LAHORE, March 30: Federal Minister for Law, Justice and Human Rights Chaudhry Mohammad Wasi Zafar said here on Thursday that the government was considering establishment of high courts at the divisional level in a bid to restructure the judiciary and ensure speedy and inexpensive justice.
Speaking at a Supreme Court Bar Association-sponsored seminar on “Reforms for speedy justice,” the minister said his ministry was preparing a draft law on the proposed divisional high courts where civil, criminal and commercial disputes would be adjudicated. He said puisne judges would be appointed at the courts to take judicial and administrative decisions.
The federal government, Mr Zafar said, had taken a decision on restructuring of the superior judiciary recently as a step to ensure administration of justice at a lower administrative tier for which high courts’ rules were being amended. This would be a step even beyond the high court benches and would go a long way in establishing a just socio-economic order, he added.
The minister, however, did not clarify as to what would be the role of high court chief justices if puisne judges were to take judicial and administrative decisions at the proposed courts. Such a question was raised during proceedings of the seminar which he parried.
Responding to the concern expressed by SCBA president Malik Mohammad Qayyum on the need to change 200-year old court procedures in criminal and civil litigation, the minister said the National Assembly was scheduled to enact new laws in its next session which incorporated 200 amendments to the Civil Procedure Code, Criminal Procedure Code and the Pakistan Penal Code as part of reforming laws.
He said the government was also emphasising on making arbitration laws which were accepted internationally. This, he said, was part of the alternative dispute resolution which had emerged a phenomenon across the world. He said the National Assembly’s standing committee was already whetting a law on the alternative dispute resolution.
The minister said the government had selected Karachi for a pilot project in the alternative dispute resolution regime with the establishment of a court to resolve commercial disputes to begin with.
As for civil litigation, he said, the Civil Procedure Code was being overhauled with a view to expediting disposal of cases. As an example, he said, section 151-A was being added to the CPC with the objective that litigation against any government department would follow a notice to the department head who would be obliged to redress the grievance within a month. If the process failed, the aggrieved party would have a right to file a suit against the department.
Mr Zafar said a dispute would have to be resolved within 90 days under the alternate dispute resolution system for which the CPC was being amended to add section 89 which would ensure the process of service to parties was completed in one day.

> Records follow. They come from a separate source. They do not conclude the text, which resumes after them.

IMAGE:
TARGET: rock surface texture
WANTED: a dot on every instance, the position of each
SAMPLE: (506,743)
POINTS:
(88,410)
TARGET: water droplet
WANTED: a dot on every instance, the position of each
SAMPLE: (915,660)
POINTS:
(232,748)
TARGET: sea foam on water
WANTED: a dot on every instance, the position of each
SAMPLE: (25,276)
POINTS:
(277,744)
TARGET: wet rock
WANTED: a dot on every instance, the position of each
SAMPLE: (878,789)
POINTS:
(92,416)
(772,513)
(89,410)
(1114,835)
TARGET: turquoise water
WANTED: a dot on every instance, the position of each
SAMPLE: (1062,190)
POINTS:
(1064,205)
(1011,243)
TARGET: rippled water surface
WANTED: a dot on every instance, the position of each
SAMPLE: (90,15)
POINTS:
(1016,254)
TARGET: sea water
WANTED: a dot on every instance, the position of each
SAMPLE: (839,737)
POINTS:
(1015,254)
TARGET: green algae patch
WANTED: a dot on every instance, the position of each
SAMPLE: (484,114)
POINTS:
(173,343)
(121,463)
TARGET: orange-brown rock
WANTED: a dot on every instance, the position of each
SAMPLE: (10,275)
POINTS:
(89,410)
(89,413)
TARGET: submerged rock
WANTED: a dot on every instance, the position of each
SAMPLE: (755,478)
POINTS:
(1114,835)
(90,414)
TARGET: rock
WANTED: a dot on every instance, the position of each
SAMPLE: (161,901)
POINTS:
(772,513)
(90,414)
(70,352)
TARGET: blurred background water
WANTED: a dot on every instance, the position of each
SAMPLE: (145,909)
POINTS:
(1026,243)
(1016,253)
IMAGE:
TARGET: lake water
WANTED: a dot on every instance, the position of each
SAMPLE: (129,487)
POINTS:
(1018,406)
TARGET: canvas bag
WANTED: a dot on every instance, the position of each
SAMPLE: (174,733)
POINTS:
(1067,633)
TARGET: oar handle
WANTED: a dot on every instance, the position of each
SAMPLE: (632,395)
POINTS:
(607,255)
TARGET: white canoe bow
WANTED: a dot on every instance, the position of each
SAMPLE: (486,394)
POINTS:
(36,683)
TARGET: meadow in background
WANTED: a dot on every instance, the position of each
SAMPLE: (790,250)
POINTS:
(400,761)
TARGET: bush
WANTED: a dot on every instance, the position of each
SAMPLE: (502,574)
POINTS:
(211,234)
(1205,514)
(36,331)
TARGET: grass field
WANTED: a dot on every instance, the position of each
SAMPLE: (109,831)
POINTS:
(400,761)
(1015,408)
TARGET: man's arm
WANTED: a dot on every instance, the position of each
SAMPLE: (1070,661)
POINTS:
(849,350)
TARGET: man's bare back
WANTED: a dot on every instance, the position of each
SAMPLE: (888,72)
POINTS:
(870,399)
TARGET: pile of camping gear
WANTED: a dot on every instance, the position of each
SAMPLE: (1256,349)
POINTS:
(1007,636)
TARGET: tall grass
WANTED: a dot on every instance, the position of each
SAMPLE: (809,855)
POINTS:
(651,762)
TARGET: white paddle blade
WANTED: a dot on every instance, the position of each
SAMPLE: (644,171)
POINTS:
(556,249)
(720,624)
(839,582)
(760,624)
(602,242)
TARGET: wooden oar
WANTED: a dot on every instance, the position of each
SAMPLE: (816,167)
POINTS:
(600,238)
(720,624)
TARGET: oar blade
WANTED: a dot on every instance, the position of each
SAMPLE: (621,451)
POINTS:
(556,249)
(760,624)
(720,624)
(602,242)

He said the government was also focusing on quality legal education for which a judicial academy was being set up with the status of a university. The academy would ensure proper legal education which would improve the legal profession and overall the judicial environment.
About objections raised on the ADB-sponsored Access to Justice Programme, the minister said schemes under the programme were being proposed and executed by the judiciary itself and the government was only releasing funds for the schemes to provincial chief justices.
In his address of welcome, SCBA president Malik Mohammad Qayyum said special laws had failed to speed up justice as was the case with anti-terrorism courts which were taking years in deciding cases although the law stipulated only 30 days for the final order.
He said the superior and subordinate judiciary could be functional only if it was working under the common law. He also pleaded for dissolution of high courts benches which, he said, had hardly met the objective of administering speedy and inexpensive justice.
Mr Qayyum also argued in favour of equitable representation of provinces in the Supreme Court. He was of the view that appointment of ad hoc and additional judges had weakened the superior judiciary which was already under tremendous extraneous pressure.